As the federal government considers spending tens of billions of dollars to counter China and boost U.S. “critical technologies” like artificial intelligence, advocates have all but ignored perhaps the easiest and most cost-effective way to do both: substantially expanding immigration. New research from economist Gordon Hanson shows just how effective the policy could be (emphasis mine):
I examine the specialization of US commuting zones in AI-related occupations over the 2000 to 2018 period. I define AI-related jobs based on keywords in Census occupational titles. Using the approach in Lin (2011) to identify new work, I measure job growth related to AI by weighting employment growth in AI-related occupations by the share of job titles in these occupations that were added after 1990. Overall, regional specialization in AI-related activities mirrors that of regional specialization in IT. However, foreign-born and native-born workers within the sector tend to cluster in different locations. Whereas specialization of the foreign-born in AI-related jobs is strongest in high-tech hubs with a preponderance of private-sector employment, native-born specialization in AI-related jobs is strongest in centers for military and space-related research. Nationally, foreign-born workers account for 55% of job growth in AI-related occupations since 2000. In regression analysis, I find that US commuting zones exposed to a larger increases in the supply of college-educated immigrants became more specialized in AI-related occupations and that this increased specialization was due entirely to the employment of the foreign born. My results suggest that access to highly skilled workers constrains AI-related job growth and that immigration of the college-educated helps relax this constraint.

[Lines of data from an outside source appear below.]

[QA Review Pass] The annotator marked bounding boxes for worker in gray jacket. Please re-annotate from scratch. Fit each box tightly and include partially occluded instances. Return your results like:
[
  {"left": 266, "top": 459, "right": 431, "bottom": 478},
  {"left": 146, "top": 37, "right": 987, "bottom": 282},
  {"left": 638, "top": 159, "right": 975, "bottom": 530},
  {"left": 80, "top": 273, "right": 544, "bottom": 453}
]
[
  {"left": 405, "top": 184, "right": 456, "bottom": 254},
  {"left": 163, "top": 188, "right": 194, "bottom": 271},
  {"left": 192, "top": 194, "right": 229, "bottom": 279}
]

Based on his findings, Hanson concludes that U.S. immigration restrictions effectively deter the development of AI in the United States: “access to high-skilled immigration relaxes the talent constraint that limits the expansion of AI. The US government, by regulating the volume and composition of high-skilled labor inflows from abroad, in effect regulates the pace of growth in AI.” This “regulation,” in turn, will greatly affect whether the United States’ market-based model for developing AI has an “advantage” over China’s state-directed approach.
Other recent research on AI and U.S. immigration policy comes to similar conclusions:
Countries all over the world are vying for limited AI talent and implementing transparent, straightforward immigration pathways to attract them. Without a similar system, the United States will fall behind. America can no longer rely on only its reputation for stellar research programs and top-ranking companies to attract the best talent. If it is too difficult to work, stay, and put down roots in the United States, AI professionals will go elsewhere. With AI so inextricably linked with both future economic and national security advances, the stakes are high.
As I’ve noted previously, immigration has also been found to be similarly essential for semiconductors — another “critical technology” that federal officials now want to subsidize — and for U.S. innovation more broadly. Unfortunately, U.S. tech and China policy today is heavy on subsidies and top-down planning and light (at best) on immigration liberalization and other market-oriented policies that have been shown to boost U.S. innovation and economic growth.
U.S. officials thus appear more eager to copy Chinese policy than to effectively counter it.